XVI.—A New Experience
Dan stood staring in blank amazement, while Freddy’s voice rose into shriller triumph:
“Jim, Dud, Brother Bart, look,—look what is coming here!”
She was coming indeed, this white-winged stranger, swaying to the right and left under skilful guidance as she made her way to the Killykinick wharf; for her rugged old Captain knew the perils of the shore. And under the gay awnings that shaded the deck was a merry group of young people, waving their handkerchiefs to the rocky island they were approaching; while Polly’s big handsome “dad,” in white linen yachting togs, pointed out the ship house and the wharf, the tower and garden patch,—all the improvements that queer old Great-uncle Joe had made on these once barren rocks. Polly’s dad had known about the old captain and his oddities all his life. Indeed, once in his very early years as he now told his young listeners, he had made a boyish foray in Great-uncle Joe’s domain, and had been repelled by the old sailor with a vigor never to be forgotten.
“I never had such a scientific thrashing in my life,” laughed dad, as if he rather enjoyed the remembrance. “We were playing pirate that summer. I had a new boat that we christened the ‘Red Rover,’ after Cooper’s story; and we rigged her up with a pirate flag, and proceeded to harry the coast and do all the mischief that naughty twelve-year-olds can do. Finally, I proposed, as a crowning adventure, a descent upon Killykinick, pulling down old Joey Kane’s masthead and smashing his lantern. Well, we caught a Tartar there, I can tell you! The old captain never had any use for boys. And to think of the place being full of them now!”
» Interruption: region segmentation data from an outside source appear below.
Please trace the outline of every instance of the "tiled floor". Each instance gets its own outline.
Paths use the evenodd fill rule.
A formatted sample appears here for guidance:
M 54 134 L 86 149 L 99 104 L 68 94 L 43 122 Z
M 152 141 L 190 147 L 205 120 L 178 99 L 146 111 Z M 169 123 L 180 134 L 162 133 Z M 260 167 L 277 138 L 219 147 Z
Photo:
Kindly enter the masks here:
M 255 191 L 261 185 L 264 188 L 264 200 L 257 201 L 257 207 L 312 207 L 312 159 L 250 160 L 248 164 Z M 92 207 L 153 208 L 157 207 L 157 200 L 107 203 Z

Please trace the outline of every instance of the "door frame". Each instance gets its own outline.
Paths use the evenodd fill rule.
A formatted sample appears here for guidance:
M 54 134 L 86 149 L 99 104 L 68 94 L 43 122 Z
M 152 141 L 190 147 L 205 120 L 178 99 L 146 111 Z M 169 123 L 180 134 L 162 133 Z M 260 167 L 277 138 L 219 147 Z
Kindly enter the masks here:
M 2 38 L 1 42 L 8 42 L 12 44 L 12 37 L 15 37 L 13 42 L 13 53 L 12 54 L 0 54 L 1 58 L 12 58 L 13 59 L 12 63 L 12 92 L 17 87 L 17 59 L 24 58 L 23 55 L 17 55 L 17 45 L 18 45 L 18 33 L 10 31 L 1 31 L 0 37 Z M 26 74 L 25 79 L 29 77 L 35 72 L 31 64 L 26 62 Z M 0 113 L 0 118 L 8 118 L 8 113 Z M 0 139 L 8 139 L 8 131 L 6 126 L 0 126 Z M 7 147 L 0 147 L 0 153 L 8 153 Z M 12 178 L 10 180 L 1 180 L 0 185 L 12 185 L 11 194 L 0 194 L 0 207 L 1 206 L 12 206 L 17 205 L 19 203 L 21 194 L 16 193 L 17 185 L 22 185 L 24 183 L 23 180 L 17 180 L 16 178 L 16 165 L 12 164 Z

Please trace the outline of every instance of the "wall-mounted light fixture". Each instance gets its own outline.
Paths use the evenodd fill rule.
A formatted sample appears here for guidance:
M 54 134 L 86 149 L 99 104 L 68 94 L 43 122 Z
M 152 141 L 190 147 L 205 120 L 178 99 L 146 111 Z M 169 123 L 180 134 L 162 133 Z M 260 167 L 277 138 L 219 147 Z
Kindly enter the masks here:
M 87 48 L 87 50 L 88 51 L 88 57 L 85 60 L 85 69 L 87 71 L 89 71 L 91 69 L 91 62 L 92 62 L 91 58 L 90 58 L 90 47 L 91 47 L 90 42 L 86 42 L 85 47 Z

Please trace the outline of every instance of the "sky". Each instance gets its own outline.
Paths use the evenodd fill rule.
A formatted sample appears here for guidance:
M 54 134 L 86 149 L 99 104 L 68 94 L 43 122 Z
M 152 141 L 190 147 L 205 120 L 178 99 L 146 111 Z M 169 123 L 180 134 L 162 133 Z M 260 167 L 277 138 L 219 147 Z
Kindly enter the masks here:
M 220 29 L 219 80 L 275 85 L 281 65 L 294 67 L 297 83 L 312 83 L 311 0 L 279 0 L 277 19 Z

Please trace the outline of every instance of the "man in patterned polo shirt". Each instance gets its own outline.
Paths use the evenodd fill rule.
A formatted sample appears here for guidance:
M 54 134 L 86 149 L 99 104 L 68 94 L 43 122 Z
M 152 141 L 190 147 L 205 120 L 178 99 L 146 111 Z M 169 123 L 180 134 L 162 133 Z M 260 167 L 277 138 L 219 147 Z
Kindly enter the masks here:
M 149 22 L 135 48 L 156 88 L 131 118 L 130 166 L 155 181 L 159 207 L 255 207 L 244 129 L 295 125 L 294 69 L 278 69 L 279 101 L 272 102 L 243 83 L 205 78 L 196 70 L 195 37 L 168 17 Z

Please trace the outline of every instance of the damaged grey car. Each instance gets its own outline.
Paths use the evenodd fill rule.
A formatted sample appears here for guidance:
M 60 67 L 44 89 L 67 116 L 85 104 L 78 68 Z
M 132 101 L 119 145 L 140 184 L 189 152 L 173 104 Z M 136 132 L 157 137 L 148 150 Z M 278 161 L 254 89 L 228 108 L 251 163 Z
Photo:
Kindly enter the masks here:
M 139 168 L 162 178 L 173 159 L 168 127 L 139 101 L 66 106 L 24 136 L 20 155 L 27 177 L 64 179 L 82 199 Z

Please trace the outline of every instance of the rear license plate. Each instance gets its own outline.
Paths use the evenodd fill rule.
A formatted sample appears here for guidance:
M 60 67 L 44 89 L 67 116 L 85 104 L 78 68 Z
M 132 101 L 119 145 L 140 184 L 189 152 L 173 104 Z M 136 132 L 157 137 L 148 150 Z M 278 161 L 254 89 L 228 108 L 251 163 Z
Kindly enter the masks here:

“Oh, no, dad! There are only four,” said Polly,—“four real nice boys from St. Andrew’s College, and just the right size to come to my party. O Nell, Gracie, look! There they come!”
And the handkerchiefs fluttered again gleefully as “The Polly” made up to the wharf, and the whole population of Killykinick turned out to greet her,—even to Brother Bart, who had been reading his well-worn “Imitation” on the beach; and Neb, who, with the bag of potatoes he had just dug up, stood staring dumbly in the distance.